Antes de privatizar empresas de energia, o governo precisa mensurar o impacto das mudanças climáticas e do aumento da irrigação sobre a disponibilidade de água para geração elétrica. Caso contrário, o consumidor brasileiro poderá pagar pela alta nas tarifas decorrentes de períodos de seca e baixa vazão dos reservatórios, especialmente na bacia do São Francisco, alerta o diretor-executivo do Instituto Escolhas, Sérgio Leitão.

As limitações da oferta de água na bacia do São Francisco podem encarecer o preço da energia – e o orçamento do consumidor final se não houver uma atualização nos métodos de aferição das vazões dos recursos hídricos das usinas do sistema Chesf.

Encomendado pelo Instituto Escolhas, o estudo “Setor elétrico: como precificar a água em um cenário de escassez?”, pesquisadores da consultoria PSR analisam a alocação da água entre diversos usos, considerando sua disponibilidade nas bacias hidrográficas e os impactos sobre o Sistema Interligado Nacional (SIN).

Linhas de transmissão de energia, energia elétrica.

Linhas de transmissão do sistema Eletrobras Foto: Marcello Casal Jr/Agência Brasil

Na bacia do rio São Francisco, a retirada de água para irrigação cresceu 593% nos últimos 30 anos.

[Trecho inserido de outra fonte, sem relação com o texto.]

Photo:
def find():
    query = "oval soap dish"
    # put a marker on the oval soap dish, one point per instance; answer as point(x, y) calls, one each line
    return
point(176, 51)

E o nível de energia armazenada no Nordeste encolheu de 85% para 5% em apenas três anos, durante período de forte estiagem.

O relatório obtido pela Agência Nossa, ainda em fase de elaboração final, informa que o Operador Nacional do Sistema, “preocupado com a operação desses reservatórios fez recentemente um excelente trabalho de investigação”. As bacias localizadas nas regiões centrais do Brasil nos últimos cinco anos tiveram vazões médias cerca de 50% da vazão média de longo termo.

O quadro crítico da bacia do Rio São Francisco também é observado nas bacias vizinhas.

Enquanto isso, as bacias da região Sul têm experimentado aumento de vazões. E na Amazônia têm estado dentro da média esperada.

Por isso, no caso das usinas hidrelétricas do São Francisco, Leitão sugere a atualização das estimativas de volumes de água para geração elétrica.

“Os instrumentos de aferição não estão atualizados e a conta está sendo mascarada”, questiona.

Com base no estudo, Leitão aponta para um prejuízo de até R$ 2,5 bilhões por ano decorrentes de baixas vazões em caso de possíveis crises hídricas.

“Esse custo está ficando muito alto … Quem vai pagar essa conta? Esta pergunta deve ser feita antes de privatizar (a Chesf)”.

A privatização da Eletrobras, controlada da Chesf, é uma das vendas que o governo atual planeja fazer.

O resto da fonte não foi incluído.